Tsuburaya Kento, Ikegaya Naoki, Suenaga Jun, Funatsuya-Sato Raisa, Yamamoto Tetsuya
Department of Neurosurgery, Yokohama City University, School of Medicine, Yokohama, Kanagawa, Japan.
NMC Case Rep J. 2024 Nov 16;11:333-337. doi: 10.2176/jns-nmc.2024-0092. eCollection 2024.
Isolated abducens nerve palsy (IANP), caused by secondary communicating hydrocephalus, has been rarely documented; in addition, its mechanism and appropriate treatment are not understood well. This study presents a case of bilateral IANP with hydrocephalus in a 62-year-old man who was successfully treated with cerebrospinal fluid (CSF) diversion to correct an enlarged retroclival space during the follow-up of recurrent brain tumor in the right parieto-occipital lobe. The patient was treated with three resections, temozolomide, and irradiation before developing IANP. Magnetic resonance imaging (MRI) revealed a recurrent tumor and ventriculomegaly with an expanded retroclival cisternal space. The patient underwent subtotal tumor resection and external ventricular drain placement in the anterior horn of the lateral ventricle. His bilateral IANP persisted for 4 days after surgery but gradually improved and disappeared by Day 7. Four weeks later, the patient underwent ventriculoperitoneal (VP) shunt surgery to establish a permanent CSF diversion that continued to control the symptoms. Retrospective MRI review revealed the distance between the clivus and pontomedullary junction on the sagittal section (retroclival-pontomedullary distance; RPD) of 9.0, 12.8, 10.7, and 10.6 mm before IANP, on IANP onset, on postoperative Day 4, and post VP shunt surgery, respectively. In conclusion, VP shunt surgery was an appropriate approach for IANP with communicating hydrocephalus to correct the enlarged retroclival cisternal space. RPD thus may be used as one of possible evaluation methods for IANP with hydrocephalus, which can be caused by various factors.

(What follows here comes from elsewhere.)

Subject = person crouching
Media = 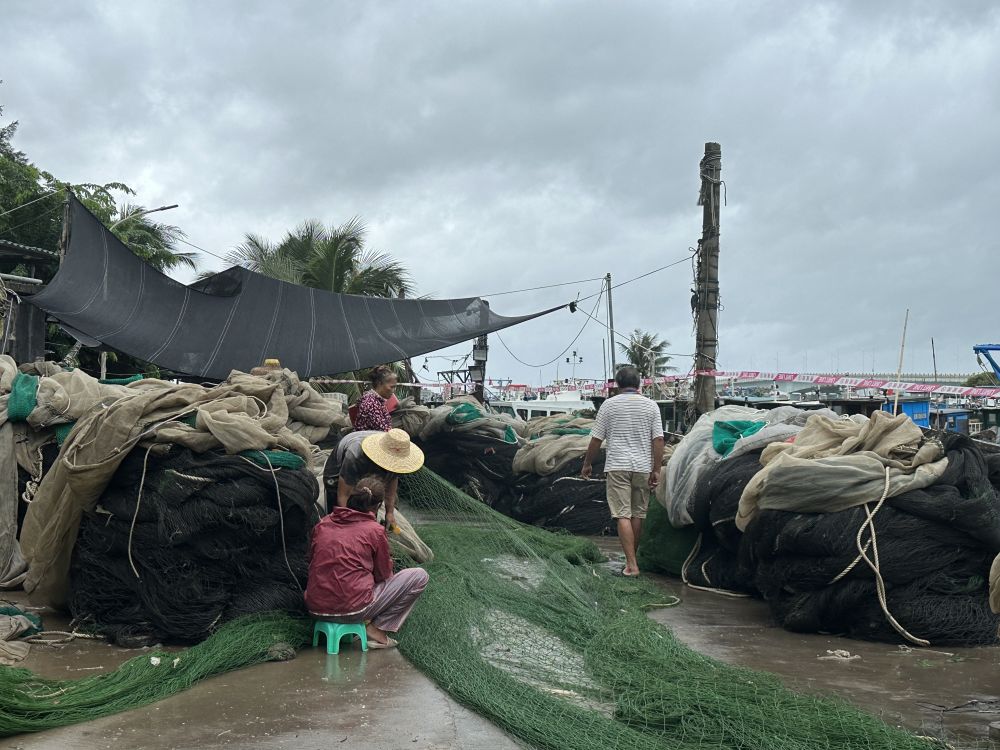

由继发性交通性脑积水引起的孤立性展神经麻痹(IANP)鲜有文献记载;此外,其发病机制及恰当的治疗方法尚不明确。本研究报告了一例62岁男性双侧IANP合并脑积水的病例,该患者在右侧顶枕叶复发性脑肿瘤随访期间,通过脑脊液(CSF)分流成功治疗,以纠正斜坡后间隙增大。该患者在出现IANP之前接受了三次肿瘤切除术、替莫唑胺治疗及放疗。磁共振成像(MRI)显示复发性肿瘤及脑室扩大,斜坡后池间隙增宽。患者接受了肿瘤次全切除术及侧脑室前角外置脑室引流。术后其双侧IANP持续4天,但逐渐改善,至第7天消失。四周后,患者接受了脑室腹腔(VP)分流手术以建立永久性CSF分流,症状持续得到控制。回顾性MRI检查显示,IANP出现前、IANP发作时、术后第4天及VP分流手术后矢状面上斜坡与脑桥延髓交界处之间的距离(斜坡后 - 脑桥延髓距离;RPD)分别为9.0、12.8、10.7和10.6 mm。总之,VP分流手术是治疗IANP合并交通性脑积水以纠正斜坡后池间隙增大的合适方法。因此,RPD可作为IANP合并脑积水的一种可能的评估方法,脑积水可由多种因素引起。